CalicoPenny let us know about yet another "30 days" effort, this one to name the names of major companies infected with spam-spewing bots. Support Intelligence began the effort on March 28, out of frustration at not being able to attract the attention of anyone who could fix the problems at these companies. While they haven't named 30 companies over the ensuing month, they did name some prominent ones, such as Thompson Financial, Bank of America, and AIG. The scary part is that if a bot can spam it can capture keystrokes or troll for interesting documents.

4 of 113 comments (clear)

  1. Ya know... by FlyByPC · · Score: 4, Insightful

    ...along with the deinfestation, a little education might go a long way. If employees could be paid to attend a (mandatory) presentation on just how a botnet gets set up, I bet this would reduce the instances of infections by an appreciable amount. (Yeah, not 100%, I know.)

    Make it interesting. Start out asking for people's opinions on spam. Get 'em good and worked up. Then set up some network monitor with a nice, easy-to-see graphic interface (maybe write one) and demonstrate how a workstation gets infected by the user running a compromised app. Once it takes hold (pick a good one), pull out the stopwatch, tick off 5-10 seconds, then show how many mails it sent. Then do the math; multiply those ten seconds by 6 to get minutes, then 60, to get hours, then 24. I bet even the math-challenged will get the point quickly, looking at those really large numbers.

    --
    Paleotechnologist and connoisseur of pretty shiny things.
  2. Why don't they block outgoing smtp traffic? by whoever57 · · Score: 5, Insightful

    Surely, these large companies could block outgoing port 25 traffic, except for their own email servers. Then the traffic can easily be monitored and spam zombies detected.

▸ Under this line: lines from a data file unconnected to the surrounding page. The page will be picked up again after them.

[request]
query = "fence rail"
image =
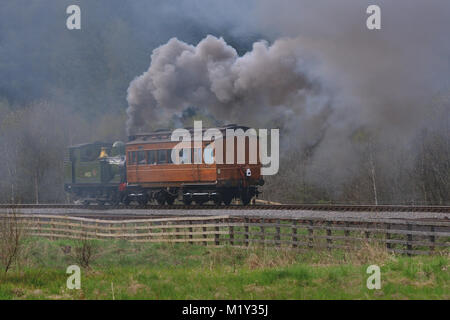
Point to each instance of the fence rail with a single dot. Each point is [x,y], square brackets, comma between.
[398,235]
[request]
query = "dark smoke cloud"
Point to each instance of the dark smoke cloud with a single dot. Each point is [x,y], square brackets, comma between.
[323,75]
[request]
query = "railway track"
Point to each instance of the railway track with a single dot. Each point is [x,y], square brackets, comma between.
[309,207]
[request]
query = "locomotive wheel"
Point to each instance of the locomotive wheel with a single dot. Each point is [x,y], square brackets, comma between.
[245,200]
[126,201]
[227,200]
[143,200]
[170,200]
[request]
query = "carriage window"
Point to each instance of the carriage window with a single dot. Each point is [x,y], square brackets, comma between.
[197,155]
[141,157]
[185,156]
[162,156]
[132,157]
[169,156]
[209,155]
[151,157]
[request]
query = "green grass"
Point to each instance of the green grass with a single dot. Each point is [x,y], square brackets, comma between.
[183,271]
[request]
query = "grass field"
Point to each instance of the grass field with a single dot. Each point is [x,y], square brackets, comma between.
[123,270]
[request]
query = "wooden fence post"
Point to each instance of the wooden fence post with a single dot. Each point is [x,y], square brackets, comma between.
[231,234]
[311,233]
[216,235]
[347,233]
[278,235]
[204,235]
[190,232]
[409,246]
[388,236]
[432,239]
[263,237]
[329,240]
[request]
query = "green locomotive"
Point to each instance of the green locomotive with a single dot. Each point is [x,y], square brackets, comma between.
[94,171]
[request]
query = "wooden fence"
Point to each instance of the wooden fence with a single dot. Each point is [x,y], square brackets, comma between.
[401,236]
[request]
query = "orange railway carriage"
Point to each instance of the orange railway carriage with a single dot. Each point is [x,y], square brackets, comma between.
[152,175]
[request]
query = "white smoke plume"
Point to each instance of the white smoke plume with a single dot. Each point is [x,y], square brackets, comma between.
[321,76]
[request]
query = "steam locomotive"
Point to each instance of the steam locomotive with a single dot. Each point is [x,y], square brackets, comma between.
[142,171]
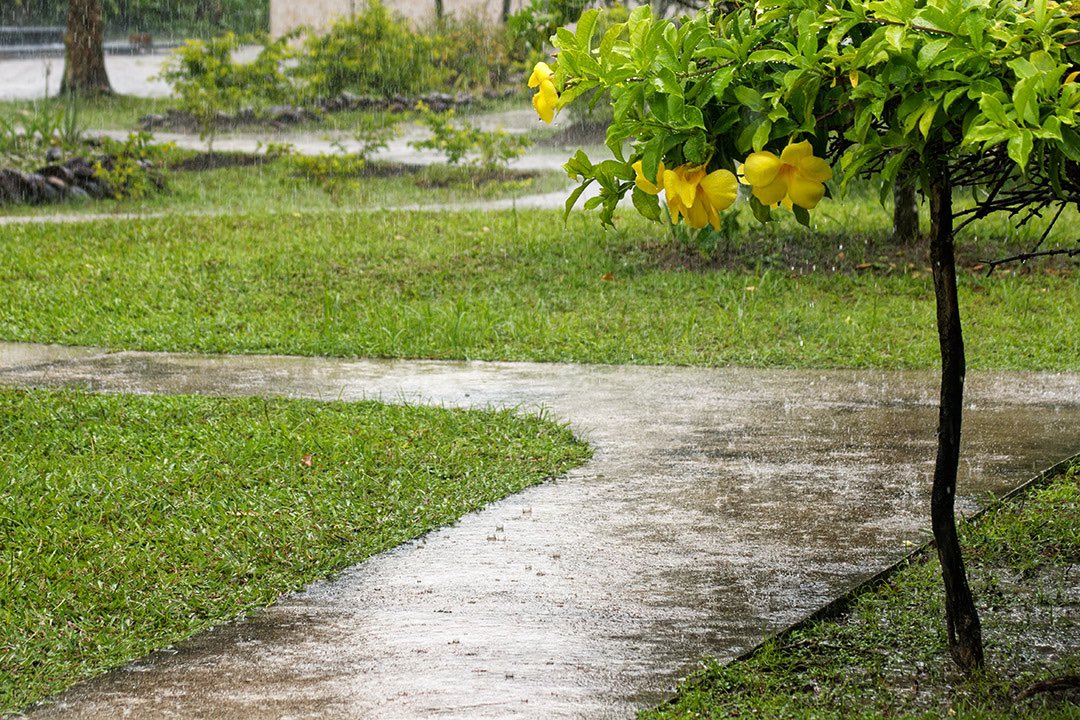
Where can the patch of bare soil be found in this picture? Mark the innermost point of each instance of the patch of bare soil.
(208, 161)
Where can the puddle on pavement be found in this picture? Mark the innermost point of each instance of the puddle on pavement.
(721, 505)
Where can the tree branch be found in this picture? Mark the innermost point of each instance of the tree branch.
(1024, 257)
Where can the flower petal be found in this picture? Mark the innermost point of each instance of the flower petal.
(677, 185)
(643, 182)
(545, 99)
(540, 72)
(772, 193)
(805, 192)
(760, 167)
(795, 152)
(720, 188)
(698, 215)
(813, 168)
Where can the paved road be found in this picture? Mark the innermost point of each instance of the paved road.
(721, 504)
(131, 75)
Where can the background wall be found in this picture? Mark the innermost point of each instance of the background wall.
(288, 14)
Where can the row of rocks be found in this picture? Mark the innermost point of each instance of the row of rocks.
(73, 179)
(286, 114)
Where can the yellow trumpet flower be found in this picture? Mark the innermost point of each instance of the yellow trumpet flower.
(691, 192)
(547, 96)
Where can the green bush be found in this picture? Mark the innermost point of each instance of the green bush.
(470, 52)
(135, 167)
(373, 53)
(463, 143)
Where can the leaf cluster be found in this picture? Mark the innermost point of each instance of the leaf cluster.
(881, 86)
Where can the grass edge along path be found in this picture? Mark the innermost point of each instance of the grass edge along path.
(129, 522)
(880, 652)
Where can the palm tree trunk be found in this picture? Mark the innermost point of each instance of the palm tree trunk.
(84, 50)
(964, 632)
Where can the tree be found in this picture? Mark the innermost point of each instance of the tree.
(84, 50)
(946, 93)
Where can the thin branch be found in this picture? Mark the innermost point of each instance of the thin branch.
(921, 28)
(1049, 227)
(1066, 682)
(1024, 257)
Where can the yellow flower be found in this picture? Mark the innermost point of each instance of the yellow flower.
(692, 193)
(651, 187)
(796, 176)
(547, 96)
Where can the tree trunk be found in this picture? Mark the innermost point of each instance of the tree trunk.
(84, 44)
(905, 212)
(964, 632)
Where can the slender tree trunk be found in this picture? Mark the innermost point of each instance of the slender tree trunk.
(905, 212)
(964, 632)
(84, 50)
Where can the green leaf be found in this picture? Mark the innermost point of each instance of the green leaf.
(586, 25)
(927, 121)
(696, 149)
(750, 97)
(720, 81)
(801, 215)
(894, 36)
(579, 165)
(930, 52)
(651, 155)
(1020, 148)
(761, 135)
(993, 109)
(770, 56)
(760, 212)
(647, 204)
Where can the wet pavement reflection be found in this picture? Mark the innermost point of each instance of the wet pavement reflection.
(720, 506)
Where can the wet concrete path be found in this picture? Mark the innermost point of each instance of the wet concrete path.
(721, 505)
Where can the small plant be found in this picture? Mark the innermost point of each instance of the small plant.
(207, 82)
(374, 52)
(462, 143)
(133, 168)
(26, 134)
(374, 134)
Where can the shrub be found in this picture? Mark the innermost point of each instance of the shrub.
(206, 80)
(133, 168)
(470, 52)
(460, 140)
(373, 53)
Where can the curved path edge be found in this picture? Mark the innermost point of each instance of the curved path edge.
(721, 505)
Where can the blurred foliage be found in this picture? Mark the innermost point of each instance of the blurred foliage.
(206, 80)
(175, 17)
(470, 51)
(27, 135)
(134, 167)
(374, 52)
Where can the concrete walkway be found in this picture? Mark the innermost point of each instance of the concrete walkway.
(721, 505)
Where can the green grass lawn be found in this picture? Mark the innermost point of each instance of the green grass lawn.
(521, 285)
(130, 522)
(888, 656)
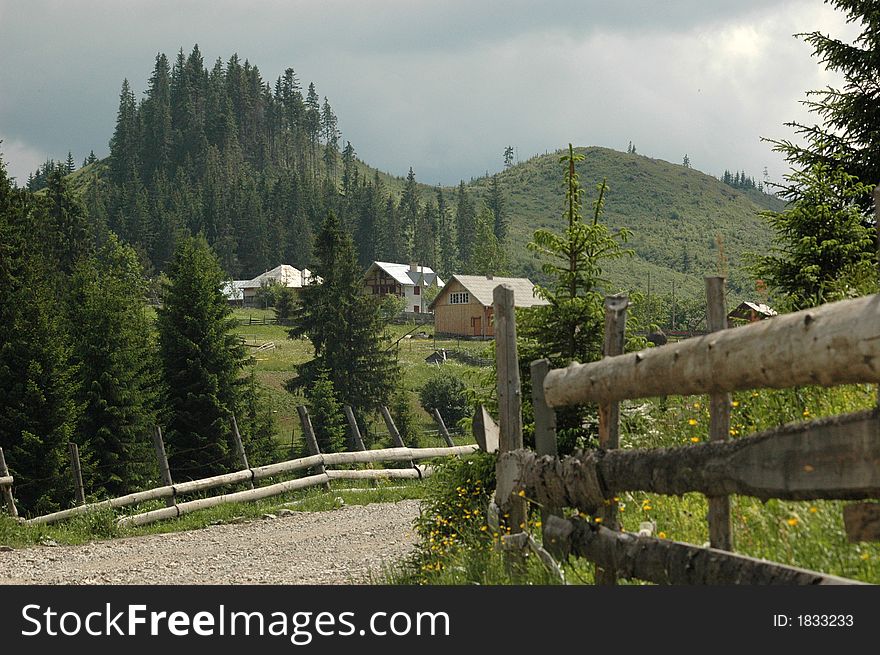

    Why is this not "best practice"?

    --
    The real "Libtards" are the Libertarians!
  3. Compared to government agencies by pedestrian+crossing · · Score: 4, Insightful

    I think it is interesting that we see "report cards" that give government agencies low grades on security, but publicly-owned corporations get a pass.

    I seriously doubt that there are any botnets like this running on, say, the DoD network, yet they get a poor grade on security, while a frigging -bank- is pwned, and nobody is too bothered.

    --
    A house divided against itself cannot stand.
  4. Canary by pedestrian+crossing · · Score: 4, Insightful

    What I'm saying is that blocking outbound port 25 isn't going to stop cleverly-written spambots.

    Absolutely. But -if you are monitoring your FW logs-, you will see the not so cleverly-written ones, and they can be your "canary in the coalmine". If you are seeing any denied outbound attempts, you know that either someone (or some software) is going against policy, or you have a workstation weakness that is being exploited, and you follow up on it.

    Sure, this doesn't guarantee that you don't have a problem (ie., cleverly-written malware). You must take a layered approach to security strategy to be effective. Discounting a layer because it doesn't take every single possibility into account is ridiculous. That's why you have depth built into your security strategy, because no single layer works for everything.

    That is the problem with most "security solutions" that are being peddled to CIOs, they claim to be a single magic bullet when real security solutions are more about correlation and follow-up from different layers. Not sexy, but very effective.

    --
    A house divided against itself cannot stand.